Toby Borgeest writes: Guy Rundle’s necessarily frantic and and hastily-organised reaction to la mort de James was brave and true, but had he or anyone else been afforded more time the obit would be no less difficult (“Influence of the French revolution? Too early to say.” Zhou Enlai). In my own frantic and hastily-organised reaction, I remember fondly the bons mot (“book of my enemy”, “condom full of walnuts”), but more particularly that the Late James (Cultural Amnesia, 2007) was the final reveal. The man loved words and games, and he hated Stalin. For “Stalin”, insert Stalin, Hitler, Pol Pot, Mao, academics of most stripes, theorists of every stripe. James was the most jocular of haters. And the least. Read him on Sophie Scholl. I would have much more to say, but it’s too early today.

Joe Boswell writes: Guy Rundle’s piece on the late Clive James passed over his contribution to the under-appreciated field of royal wedding memorabilia.

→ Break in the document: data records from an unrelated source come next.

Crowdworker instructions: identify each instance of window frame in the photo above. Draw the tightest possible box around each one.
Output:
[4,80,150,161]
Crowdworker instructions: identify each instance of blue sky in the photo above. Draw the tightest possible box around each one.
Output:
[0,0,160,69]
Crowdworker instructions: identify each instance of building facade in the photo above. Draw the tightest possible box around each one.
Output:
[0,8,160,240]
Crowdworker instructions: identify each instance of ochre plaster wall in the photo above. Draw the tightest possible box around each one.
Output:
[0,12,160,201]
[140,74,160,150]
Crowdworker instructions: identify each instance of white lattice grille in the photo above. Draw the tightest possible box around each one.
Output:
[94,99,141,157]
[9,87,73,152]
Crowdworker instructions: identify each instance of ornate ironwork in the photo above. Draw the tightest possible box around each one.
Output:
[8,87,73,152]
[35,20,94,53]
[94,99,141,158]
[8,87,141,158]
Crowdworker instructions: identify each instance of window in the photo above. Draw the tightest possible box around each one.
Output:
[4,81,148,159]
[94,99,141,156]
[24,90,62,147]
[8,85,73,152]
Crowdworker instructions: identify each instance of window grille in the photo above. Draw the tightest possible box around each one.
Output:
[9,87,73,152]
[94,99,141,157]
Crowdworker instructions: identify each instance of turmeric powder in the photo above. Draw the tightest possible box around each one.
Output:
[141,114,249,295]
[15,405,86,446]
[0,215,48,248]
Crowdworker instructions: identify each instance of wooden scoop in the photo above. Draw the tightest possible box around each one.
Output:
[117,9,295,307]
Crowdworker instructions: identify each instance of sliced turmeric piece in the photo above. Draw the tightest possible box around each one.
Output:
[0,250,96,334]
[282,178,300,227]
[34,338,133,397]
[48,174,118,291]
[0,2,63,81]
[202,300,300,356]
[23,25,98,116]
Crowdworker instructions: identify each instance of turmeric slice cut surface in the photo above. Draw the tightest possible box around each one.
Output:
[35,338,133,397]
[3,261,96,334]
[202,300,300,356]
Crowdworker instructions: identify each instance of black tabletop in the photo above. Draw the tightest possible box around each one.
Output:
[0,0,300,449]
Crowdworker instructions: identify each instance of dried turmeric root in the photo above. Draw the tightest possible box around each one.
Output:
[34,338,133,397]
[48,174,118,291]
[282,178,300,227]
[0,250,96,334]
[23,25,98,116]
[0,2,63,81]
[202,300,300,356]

Each day I gaze on this wonderful creation and its extraordinary verse: “Whatever beverage brims in this cup / Thank God for PRINCE CHARLES when you pick it up / And as you quaff it, bless that same grand Planner / Who gave him for a bride the fair DIANA.” For me, not even Shelley’s Ozymandias captures so succinctly how the passage of time inevitably crushes our hubris and presumption.